Use the DSVM virtual machine when you need to run or host your tasks on the same node, or if you need to remotely ramp up processing on a single computer. The DSVM image is supported as a target for the Azure Machine Learning Experiment and Azure Machine Learning Model Management services.

Spark MLLib in HDInsight

 Spark MLLib in HDInsight allows you to create templates as part of Spark tasks that run on large data.

Spark allows you to easily transform and prepare data, and then support the creation of the model in one task.

Models created through Spark MLLib can be deployed, managed, and monitored through the Azure Machine Learning Template Management service.

Learning Executions can be distributed and managed with the Azure Machine Learning Experimentation Service.

Spark can also be used to scale up data preparation tasks created in Machine Learning Workbench.

NOTE: Use Spark when you need to scale up data processing and create models as part of a data pipeline. You can create Spark tasks in Scala, Java, Python, or R.

AI Training Batch

Azure Batch AI Training helps you experiment with your AI models in any framework, then scale them on clustered GPUs.

Describe the specifications of your task and the configuration to be performed, and we take care of the rest.

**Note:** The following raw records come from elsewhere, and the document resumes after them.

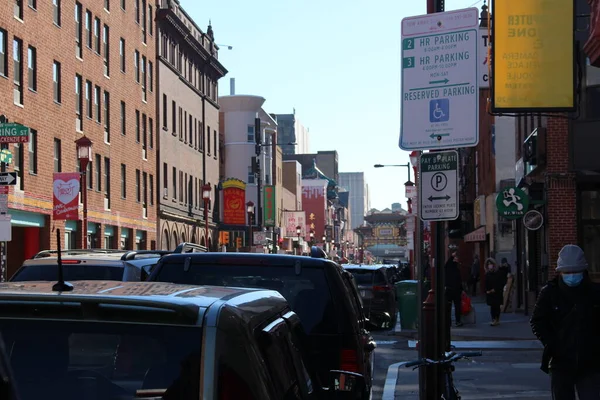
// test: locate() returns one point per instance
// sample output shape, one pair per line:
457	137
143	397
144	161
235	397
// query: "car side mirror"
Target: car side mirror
346	385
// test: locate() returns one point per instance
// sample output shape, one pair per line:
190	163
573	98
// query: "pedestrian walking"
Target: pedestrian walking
566	319
474	277
494	285
454	286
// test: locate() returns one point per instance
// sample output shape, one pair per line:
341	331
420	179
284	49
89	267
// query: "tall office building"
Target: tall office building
354	182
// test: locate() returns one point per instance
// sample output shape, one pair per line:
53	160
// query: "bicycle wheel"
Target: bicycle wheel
451	393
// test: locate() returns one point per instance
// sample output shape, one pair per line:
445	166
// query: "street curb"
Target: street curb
415	336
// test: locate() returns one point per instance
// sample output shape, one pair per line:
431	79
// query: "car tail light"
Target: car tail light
349	360
384	288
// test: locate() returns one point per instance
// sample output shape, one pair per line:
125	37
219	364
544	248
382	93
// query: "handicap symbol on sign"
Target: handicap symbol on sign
439	110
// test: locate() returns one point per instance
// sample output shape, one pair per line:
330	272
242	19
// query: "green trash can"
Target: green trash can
406	298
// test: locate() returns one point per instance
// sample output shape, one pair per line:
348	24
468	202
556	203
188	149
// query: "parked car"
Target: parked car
96	264
322	294
377	293
122	340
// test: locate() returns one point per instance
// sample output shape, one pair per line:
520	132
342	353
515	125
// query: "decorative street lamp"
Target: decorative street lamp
250	211
84	154
206	190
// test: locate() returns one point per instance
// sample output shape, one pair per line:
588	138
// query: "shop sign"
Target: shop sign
234	202
269	206
512	203
533	67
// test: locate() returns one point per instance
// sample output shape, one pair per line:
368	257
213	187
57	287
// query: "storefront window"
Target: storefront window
590	223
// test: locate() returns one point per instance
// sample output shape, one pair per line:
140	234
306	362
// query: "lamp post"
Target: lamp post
250	211
84	154
206	189
298	233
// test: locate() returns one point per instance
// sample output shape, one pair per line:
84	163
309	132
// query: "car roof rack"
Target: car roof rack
54	253
187	247
132	254
317	252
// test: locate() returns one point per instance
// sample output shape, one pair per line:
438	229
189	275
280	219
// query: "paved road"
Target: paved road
508	369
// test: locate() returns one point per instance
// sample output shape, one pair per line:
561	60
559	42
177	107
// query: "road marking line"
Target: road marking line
391	380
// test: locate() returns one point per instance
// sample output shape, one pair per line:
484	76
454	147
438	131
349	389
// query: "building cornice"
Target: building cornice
208	58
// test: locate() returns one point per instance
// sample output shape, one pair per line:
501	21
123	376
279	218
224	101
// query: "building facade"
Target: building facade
292	136
355	183
73	69
187	75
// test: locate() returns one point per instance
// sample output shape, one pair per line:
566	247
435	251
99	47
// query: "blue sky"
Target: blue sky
336	62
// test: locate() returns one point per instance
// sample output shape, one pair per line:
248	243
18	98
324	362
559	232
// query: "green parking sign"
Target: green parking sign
512	203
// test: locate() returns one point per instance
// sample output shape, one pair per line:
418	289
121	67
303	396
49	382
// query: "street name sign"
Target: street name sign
14	133
440	80
439	186
8	178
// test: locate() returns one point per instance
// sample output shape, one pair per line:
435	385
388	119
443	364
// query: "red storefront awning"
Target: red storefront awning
478	235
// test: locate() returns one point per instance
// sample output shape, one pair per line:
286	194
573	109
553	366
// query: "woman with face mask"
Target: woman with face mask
566	319
494	284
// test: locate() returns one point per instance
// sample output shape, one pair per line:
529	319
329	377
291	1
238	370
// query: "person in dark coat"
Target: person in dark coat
474	278
494	289
504	270
454	286
566	319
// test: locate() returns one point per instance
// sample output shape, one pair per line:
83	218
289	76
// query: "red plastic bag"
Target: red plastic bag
465	303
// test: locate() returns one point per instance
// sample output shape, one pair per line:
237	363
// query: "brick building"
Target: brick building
79	68
557	164
187	76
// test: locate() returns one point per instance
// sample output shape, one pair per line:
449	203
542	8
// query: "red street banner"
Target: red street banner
234	202
66	196
314	202
269	206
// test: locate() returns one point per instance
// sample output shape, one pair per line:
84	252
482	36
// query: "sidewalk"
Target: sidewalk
513	326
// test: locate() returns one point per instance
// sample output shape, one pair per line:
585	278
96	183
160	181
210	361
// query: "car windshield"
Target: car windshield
72	272
102	360
368	277
307	292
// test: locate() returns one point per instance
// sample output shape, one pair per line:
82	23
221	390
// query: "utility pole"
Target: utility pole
258	140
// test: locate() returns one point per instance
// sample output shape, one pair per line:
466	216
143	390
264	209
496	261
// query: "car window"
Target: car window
368	277
72	272
307	292
273	343
108	360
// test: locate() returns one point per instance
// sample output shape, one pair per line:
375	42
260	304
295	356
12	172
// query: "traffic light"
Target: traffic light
455	229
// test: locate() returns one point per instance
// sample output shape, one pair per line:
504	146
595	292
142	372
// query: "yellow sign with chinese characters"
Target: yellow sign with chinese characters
533	56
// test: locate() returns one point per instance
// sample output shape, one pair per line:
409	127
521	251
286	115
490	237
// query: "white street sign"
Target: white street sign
440	80
439	186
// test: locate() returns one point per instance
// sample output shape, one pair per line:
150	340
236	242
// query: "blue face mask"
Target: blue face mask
573	279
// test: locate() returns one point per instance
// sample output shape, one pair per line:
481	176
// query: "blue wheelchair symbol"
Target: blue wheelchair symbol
439	110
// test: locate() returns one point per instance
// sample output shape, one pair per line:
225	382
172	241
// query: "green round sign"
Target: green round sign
512	203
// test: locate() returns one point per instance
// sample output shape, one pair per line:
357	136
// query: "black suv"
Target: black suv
377	293
323	295
125	340
96	264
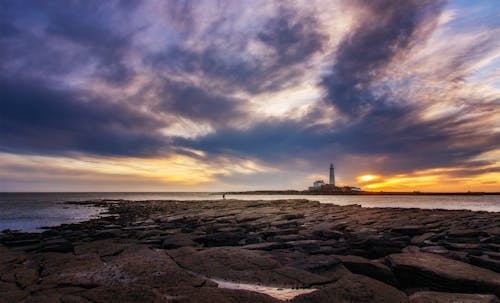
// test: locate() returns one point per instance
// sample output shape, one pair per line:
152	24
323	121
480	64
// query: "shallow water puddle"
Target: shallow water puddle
280	293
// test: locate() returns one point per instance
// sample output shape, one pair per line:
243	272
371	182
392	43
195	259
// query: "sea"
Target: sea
31	212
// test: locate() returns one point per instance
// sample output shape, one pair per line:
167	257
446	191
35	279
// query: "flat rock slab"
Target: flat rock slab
136	265
441	273
373	269
354	289
241	265
441	297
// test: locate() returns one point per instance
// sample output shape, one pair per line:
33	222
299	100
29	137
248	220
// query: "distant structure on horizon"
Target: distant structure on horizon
320	185
332	174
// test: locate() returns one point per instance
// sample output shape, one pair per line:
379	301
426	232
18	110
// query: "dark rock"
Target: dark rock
177	241
434	250
417	240
241	265
372	269
486	261
267	246
440	273
217	295
410	230
104	248
107	233
442	297
353	289
221	239
56	245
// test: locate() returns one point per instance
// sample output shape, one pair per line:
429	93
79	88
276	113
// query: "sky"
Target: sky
245	95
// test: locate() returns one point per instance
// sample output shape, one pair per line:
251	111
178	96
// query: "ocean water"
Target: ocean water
30	211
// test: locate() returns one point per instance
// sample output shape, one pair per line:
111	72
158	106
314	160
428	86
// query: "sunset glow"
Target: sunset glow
199	96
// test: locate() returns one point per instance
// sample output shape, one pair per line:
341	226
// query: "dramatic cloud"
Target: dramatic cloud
252	91
39	119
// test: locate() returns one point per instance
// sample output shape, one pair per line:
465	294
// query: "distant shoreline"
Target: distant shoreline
360	193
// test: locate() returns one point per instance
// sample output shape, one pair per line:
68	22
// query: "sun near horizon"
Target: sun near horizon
187	96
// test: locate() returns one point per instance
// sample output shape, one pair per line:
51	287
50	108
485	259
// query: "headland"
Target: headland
286	250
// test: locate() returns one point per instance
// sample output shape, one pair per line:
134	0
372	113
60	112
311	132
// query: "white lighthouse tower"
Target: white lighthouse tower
332	174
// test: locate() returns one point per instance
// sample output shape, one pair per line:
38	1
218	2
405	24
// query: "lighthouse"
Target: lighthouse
332	174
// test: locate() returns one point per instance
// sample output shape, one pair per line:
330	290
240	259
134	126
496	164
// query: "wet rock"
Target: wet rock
177	241
241	265
56	245
267	246
434	250
418	240
441	273
329	267
410	230
353	289
103	248
107	233
216	295
221	239
125	294
373	269
486	262
441	297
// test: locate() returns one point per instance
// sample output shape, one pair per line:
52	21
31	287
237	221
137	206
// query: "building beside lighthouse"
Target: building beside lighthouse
332	174
320	186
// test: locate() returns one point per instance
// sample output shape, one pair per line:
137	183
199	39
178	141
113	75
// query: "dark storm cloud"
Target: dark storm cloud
196	69
198	104
58	38
292	38
390	27
40	119
378	125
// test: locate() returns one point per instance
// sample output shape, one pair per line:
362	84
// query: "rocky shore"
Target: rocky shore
256	251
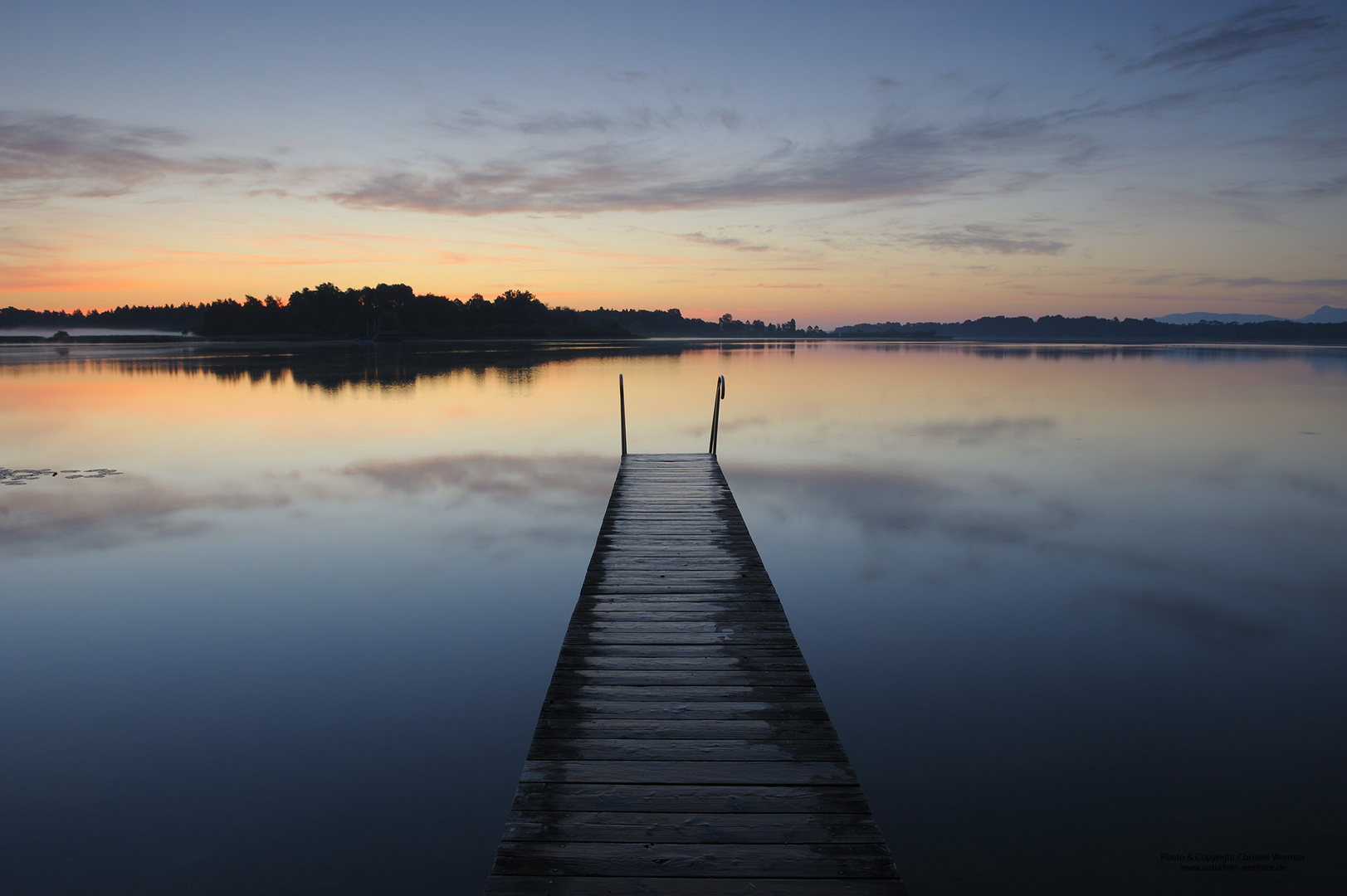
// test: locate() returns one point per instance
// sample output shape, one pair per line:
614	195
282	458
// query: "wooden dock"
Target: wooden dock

Batch AI Training allows you to support deep learning tasks on clustered GPUs, using frameworks such as:

  • Cognitive Toolkit
  • Caffe
  • Layering
  • TensorFlow

The Azure Machine Learning Template Management service can be used to remove Batch AI Training templates for deployment, management, and monitoring. Batch AI Training will be integrated with Azure Machine Learning Experimentation in the future.

Microsoft Cognitive Toolkit (CNTK)

Microsoft Cognitive Toolkit is a unified deep learning resource kit that describes neural networks as computational steps in a directed graph.

In this oriented graph, the terminal nodes represent input values or network parameters, while the other nodes represent matrix operations on their inputs.

The Cognitive Toolkit allows you to easily build and combine popular model types such as flow transfer DNN, convolutional networks (CNN), and recurrent networks (RNN / LSTM).

It implements Stochastic Gradient Descent (SGD) training, backpropagation of errors, with automatic distinction and parallelization on several GPUs and servers.

Use Cognitive Toolkit when you want to generate a model with deep learning. Cognitive Toolkit can be used in all previous services.

Azure Cognitive Services

Azure Cognitive Services brings together some thirty APIs to create applications that use natural communication methods.

These APIs allow your applications to see, hear, speak, understand and interpret user needs with just a few lines of code.

Easily add smart features to your applications, for example:

  • Emotion and feelings detection
  • Vision and voice recognition
  • Language understanding (LUIS)
  • Knowledge and research

Cognitive Services can be used to develop applications on devices and platforms. APIs are getting better and easier to configure.

The Brain behind this Post.

junaid ali qureshi 150x150 - New Machine Learning Feature of Azure and Python - All You Need To Know

 Junaid Ali Qureshi is a digital marketing specialist who has helped several businesses gain traffic, outperform competition and generate profitable leads. His current ventures include Progostech, Magentodevelopers.online, eLabelz, Smart Leads.ae, Progos Tech and eCig.